Matt nodded in agreement.

“You’ve got a group of cheerleaders and
athletes in a car that travels up and down Tucker Road every day. How hard
would it be in this town to track the whereabouts of kids who do everything
together?”

As he thought about it, Matt rubbed at
the blond stubble on his chin.

“Isn’t it
possible?”
Michael hated
the desperation he heard in his own voice.

“I know you want it to be.”

“But?”

“A guy standing in the road doesn’t
discount the fact that Sam was driving too fast.”

Michael sat back in his chair. “Granted,
but maybe he doesn’t lose control of the car if he’s not trying to avoid
hitting someone who was waiting for one of the Westbury boys to drive by.”

“For the sake of argument, let’s say it
happened just the way you think.” Matt stood, picked up a dry-erase marker, and
wrote “May 19, 1995: Accident on Tucker Road” on the board. “The next incident
is on July 6, 2000,” Matt said as he added the carjacking to the list under the
accident.

“That’s the next
known
incident.”

“Work with me here.”

Michael scowled and forced himself to
stay quiet.

“Five years after he allegedly
orchestrates a car accident that kills six popular teenagers, he carjacks a
young couple, rapes and sodomizes both of them, and then strangles them.
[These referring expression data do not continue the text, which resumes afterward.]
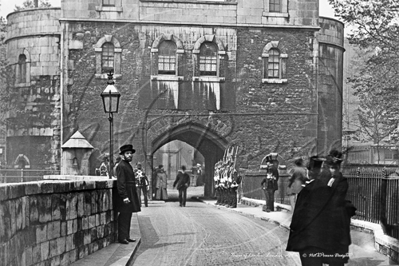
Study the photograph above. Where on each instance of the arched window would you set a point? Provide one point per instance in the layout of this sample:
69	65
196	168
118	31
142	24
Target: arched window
108	2
208	59
107	57
275	6
167	58
21	69
273	65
Are we
in agreement on the facts?”

“Yes.”

“The M.O.s don’t match.” Matt raised his
hands to make his point. “In five years he goes from standing in the middle of
a road to kidnapping, raping, and murdering?”

“I’ll admit it’s a leap,” Michael
conceded as he studied the dry-erase board. Suddenly he froze.

“What?”

Michael got up and walked over to the
board. “Remember studying investigation tactics in the academy?”

“Yeah, so?”

Michael never took his eyes off the board
when he said, “They told us to look for patterns, right?”

“Where you going with this, Mike?”

“Look at the years—1995, 2000.” He
reached for the pen and added 2010 to the list, leaving a space between the
carjacking and the recent spate of attacks. In the space he wrote “2005” with a
question mark after it. He turned to Matt. “Until you put the dates on the
board, I didn’t see it.”

“An anniversary perp?”

The two men looked at each other for a
long moment.

“I’ll pull a statewide list of unsolved
cases from 2005,” Matt finally said.

“Check 1990, too. Maybe this didn’t start
with the accident.”

On his way to the door, Matt stopped and
turned around to face his friend. “If we run with this, Mike, you need to be
prepared for what people will say about your motives.”

“Let them say whatever they want. If I’m
right and we can clear Sam’s name, it’ll be worth it.”

 

Desperate
to get through the second half of his forced vacation, Brian took long walks
through his Tribeca neighborhood and ventured north to SoHo, Chinatown, and Little
Italy. One day he set out for Battery Park, the southernmost point in Manhattan
where the Hudson and East Rivers come together. Watching the ferries running
back and forth from Manhattan to the Statue of Liberty and Ellis Island, Brian
thought about taking a trip out there, but somehow it seemed like it would
require too much effort.

Another day he wandered through the
gentrified Lower East Side and across the Brooklyn Bridge, stopping on the
Brooklyn side for a cup of coffee in a diner that reminded him of Miss Molly’s
and Carly. Like he’d done all week, he pushed the thought from his head and set
out back across the bridge to Manhattan. Another day he wandered into a few of
the galleries in SoHo. It was the most time he’d ever spent playing tourist in
more than eight years of living in the city.